The seminal text of structuralism is Ferdinand de Saussure’s published collection of lecture notes, Course in General Linguistics (1915). These notes present a structuralist approach to language that focuses on an abstract system of signs. Two parts constitute a sign: the signifier (a spoken mark) and the signified (a concept):

Sign = Signifier

   Signified

For example, when someone says the word “tree,” the sound he or she makes is the signifier, and the concept of a tree is the signified. The relationship of the signifier to the signified determines the meaning of the sign. As David Macey notes in The Penguin Dictionary of Critical Theory, signs do not designate an external reality. Signs are meaningful only because of the similarities or differences that exist between them (365). Significantly, cultural communities determine the meanings and relationships of signs. A ghost that appears in a literary text such as William Shakespeare’s Hamlet takes on a specific meaning in a European culture. As demonstrated by “Shakespeare in the Bush,” however, the word ghost does not correspond to a concept in all cultures, preventing individuals of different cultures—in this case the Tiv of Nigeria in West Africa—from understanding what it means for a ghost to appear in Hamlet.Structuralist critics also look closely at patterns. For example, observing patterns in literature, critic Northrup Frye coined the term “green world” to describe the practice of release and reconciliation to which characters retreat in Shakespeare’s festive comedies. As You Like It epitomizes the characteristics associated with this pattern of festive comedy. The play begins in a masculine, courtly world where the playwright introduces the love interests of Rosalind and Orlando. After Rosalind is banished by her uncle, who has usurped the throne from her father, she retreats to the feminine green world of the forest. In the forest, she gives lessons to Orlando about how to court and properly treat her, and she reunites with her father. She facilitates the play’s reconciliation by marrying other characters in the play, including Phoebe and Silvius and Audrey and Touchstone. Rosalind also marries Orlando, and her father and her uncle reconcile in the “green world” as well. Shakespeare wrote other plays, such as Twelfth Night and The Two Gentlemen of Verona, which follow this pattern of retreat, release, and reconciliation. These plays also explore an opposition between the masculinity of the courtly world and the femininity of the “green world,” inviting the reader to analyze how each pole of the binary is valued.

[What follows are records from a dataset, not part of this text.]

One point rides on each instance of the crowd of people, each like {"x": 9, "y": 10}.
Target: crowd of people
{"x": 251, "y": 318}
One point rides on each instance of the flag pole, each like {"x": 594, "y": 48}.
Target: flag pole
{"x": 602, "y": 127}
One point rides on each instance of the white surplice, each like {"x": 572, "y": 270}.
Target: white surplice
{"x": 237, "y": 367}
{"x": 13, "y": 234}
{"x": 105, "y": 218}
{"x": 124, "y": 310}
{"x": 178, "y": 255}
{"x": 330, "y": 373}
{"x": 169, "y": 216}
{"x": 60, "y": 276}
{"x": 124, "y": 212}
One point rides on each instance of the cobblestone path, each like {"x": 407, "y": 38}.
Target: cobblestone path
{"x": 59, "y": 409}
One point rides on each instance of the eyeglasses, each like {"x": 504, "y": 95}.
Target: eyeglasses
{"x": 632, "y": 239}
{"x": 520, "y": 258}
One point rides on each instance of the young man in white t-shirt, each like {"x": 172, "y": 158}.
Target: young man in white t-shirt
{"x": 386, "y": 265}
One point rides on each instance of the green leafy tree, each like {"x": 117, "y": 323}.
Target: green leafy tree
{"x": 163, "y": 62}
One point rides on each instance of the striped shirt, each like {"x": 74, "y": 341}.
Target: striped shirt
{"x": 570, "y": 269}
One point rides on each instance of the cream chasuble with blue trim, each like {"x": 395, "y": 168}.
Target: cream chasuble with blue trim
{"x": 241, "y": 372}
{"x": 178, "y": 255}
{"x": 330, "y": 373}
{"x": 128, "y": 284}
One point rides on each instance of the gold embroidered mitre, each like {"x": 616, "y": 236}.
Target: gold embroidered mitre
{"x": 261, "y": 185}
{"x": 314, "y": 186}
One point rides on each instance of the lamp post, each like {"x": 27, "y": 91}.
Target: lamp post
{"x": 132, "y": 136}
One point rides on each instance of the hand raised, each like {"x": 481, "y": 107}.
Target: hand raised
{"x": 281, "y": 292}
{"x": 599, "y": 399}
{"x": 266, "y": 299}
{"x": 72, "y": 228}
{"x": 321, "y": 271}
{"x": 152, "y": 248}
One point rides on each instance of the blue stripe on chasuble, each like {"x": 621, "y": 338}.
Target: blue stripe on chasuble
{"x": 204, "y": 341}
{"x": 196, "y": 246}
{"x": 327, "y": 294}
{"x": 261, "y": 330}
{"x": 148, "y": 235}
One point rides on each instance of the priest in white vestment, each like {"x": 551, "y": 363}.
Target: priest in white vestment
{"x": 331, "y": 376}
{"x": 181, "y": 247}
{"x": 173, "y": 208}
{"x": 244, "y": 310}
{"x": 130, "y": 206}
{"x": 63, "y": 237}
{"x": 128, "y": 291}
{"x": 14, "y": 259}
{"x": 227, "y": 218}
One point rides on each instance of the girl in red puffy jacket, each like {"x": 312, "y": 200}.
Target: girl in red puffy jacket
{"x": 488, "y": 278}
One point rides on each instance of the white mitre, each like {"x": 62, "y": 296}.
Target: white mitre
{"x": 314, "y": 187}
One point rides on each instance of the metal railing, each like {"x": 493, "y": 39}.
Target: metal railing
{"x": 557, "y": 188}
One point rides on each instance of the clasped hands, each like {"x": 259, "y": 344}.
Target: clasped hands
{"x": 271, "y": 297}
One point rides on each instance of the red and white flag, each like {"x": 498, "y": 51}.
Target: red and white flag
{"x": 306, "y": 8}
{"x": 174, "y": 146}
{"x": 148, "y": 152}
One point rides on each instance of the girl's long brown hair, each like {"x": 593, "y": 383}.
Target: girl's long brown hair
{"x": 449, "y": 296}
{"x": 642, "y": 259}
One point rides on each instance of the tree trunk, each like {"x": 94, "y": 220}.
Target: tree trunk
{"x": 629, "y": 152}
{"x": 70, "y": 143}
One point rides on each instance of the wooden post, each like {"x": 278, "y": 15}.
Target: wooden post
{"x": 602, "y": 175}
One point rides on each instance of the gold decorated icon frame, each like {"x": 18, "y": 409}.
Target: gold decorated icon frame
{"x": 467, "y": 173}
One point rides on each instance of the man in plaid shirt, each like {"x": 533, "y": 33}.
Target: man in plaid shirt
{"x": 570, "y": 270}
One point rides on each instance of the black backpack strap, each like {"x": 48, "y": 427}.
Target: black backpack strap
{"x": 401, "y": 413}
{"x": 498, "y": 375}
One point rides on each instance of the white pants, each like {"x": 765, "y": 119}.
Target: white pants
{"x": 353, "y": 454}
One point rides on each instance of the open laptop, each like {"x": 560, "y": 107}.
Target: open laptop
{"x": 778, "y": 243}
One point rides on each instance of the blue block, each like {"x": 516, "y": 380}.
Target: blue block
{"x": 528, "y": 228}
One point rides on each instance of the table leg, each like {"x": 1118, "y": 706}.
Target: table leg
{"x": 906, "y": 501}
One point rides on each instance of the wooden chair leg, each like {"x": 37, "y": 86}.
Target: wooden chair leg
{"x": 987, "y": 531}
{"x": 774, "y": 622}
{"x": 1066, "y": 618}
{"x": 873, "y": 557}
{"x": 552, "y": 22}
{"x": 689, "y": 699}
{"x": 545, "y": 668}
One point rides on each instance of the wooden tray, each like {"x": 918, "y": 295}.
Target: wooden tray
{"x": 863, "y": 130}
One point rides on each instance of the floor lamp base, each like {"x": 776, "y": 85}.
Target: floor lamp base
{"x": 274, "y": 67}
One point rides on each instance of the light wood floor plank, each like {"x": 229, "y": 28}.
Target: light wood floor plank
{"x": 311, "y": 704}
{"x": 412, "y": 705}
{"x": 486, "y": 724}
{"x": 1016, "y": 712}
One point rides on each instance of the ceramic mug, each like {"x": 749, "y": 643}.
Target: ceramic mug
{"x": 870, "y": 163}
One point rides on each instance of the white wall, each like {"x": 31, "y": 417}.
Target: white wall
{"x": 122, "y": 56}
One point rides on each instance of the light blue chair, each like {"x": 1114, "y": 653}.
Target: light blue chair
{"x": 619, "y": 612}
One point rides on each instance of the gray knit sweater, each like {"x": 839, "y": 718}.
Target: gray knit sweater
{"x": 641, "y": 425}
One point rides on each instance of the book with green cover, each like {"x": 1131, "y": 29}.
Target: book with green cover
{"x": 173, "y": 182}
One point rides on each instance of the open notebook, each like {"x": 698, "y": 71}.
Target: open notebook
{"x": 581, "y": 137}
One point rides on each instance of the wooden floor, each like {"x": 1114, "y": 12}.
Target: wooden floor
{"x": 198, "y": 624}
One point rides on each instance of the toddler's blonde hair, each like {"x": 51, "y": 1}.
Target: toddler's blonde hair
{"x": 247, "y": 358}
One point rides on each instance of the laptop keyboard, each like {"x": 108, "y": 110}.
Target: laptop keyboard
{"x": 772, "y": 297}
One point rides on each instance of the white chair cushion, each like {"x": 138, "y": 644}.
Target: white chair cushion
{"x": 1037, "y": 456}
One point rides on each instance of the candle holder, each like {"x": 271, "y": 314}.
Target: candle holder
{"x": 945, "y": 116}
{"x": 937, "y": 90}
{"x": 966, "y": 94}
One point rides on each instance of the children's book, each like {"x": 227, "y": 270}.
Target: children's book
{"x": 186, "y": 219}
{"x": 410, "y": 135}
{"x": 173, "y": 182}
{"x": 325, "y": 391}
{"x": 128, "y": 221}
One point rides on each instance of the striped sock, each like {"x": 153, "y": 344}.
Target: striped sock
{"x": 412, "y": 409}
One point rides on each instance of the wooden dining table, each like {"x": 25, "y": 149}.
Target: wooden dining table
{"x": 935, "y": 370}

Foundational Questions of Structuralist Criticism

  • What patterns in the text reveal its similarities to other texts?
  • What binary oppositions (e.g., light/dark, good/evil, old/young, masculine/feminine, and natural/artificial, etc.) operate in the text?
  • How is each part of the binary valued? Does the binary imply a hierarchy (e.g., is light better than dark, is an old age more valuable than a young age, etc.)?

Online Example: STRUCTURALIST ANALYSIS OF D.H LAWRENCE’S “The White Stocking” by A Brewis

Discussion Questions and Activities: Structuralist Criticism

  1. Define the following terms without looking at the article or your notes: sign, referent, and binary opposition.
  2. Explain the following concepts: sign and binary oppositions.
  3. Read “Shakespeare in the Bush.” Explain why Laura Bohannan decides to abandon the words “ghosts” and “devil” to describe Hamlet’s deceased father, insisting that “a witch-sent omen it [he] would have to be.”
  4. Read Sonnet 127 by William Shakespeare. Analyze the poem’s use of words like “black,” “fair,” “fairing,” “beauty,” “art,” [“art’s”] and “false.” Write a paragraph about how the poem creates tension around the meaning of these words. For example, does the poem seem to contrast the meaning of words like black, fair, or beauty? How does the poem contrast the connotation of these words?

Analyze Sonnet 127 and write a paragraph in which you argue what relationship blackness and beauty share in the poem. Provide evidence from the poem for your viewpoint.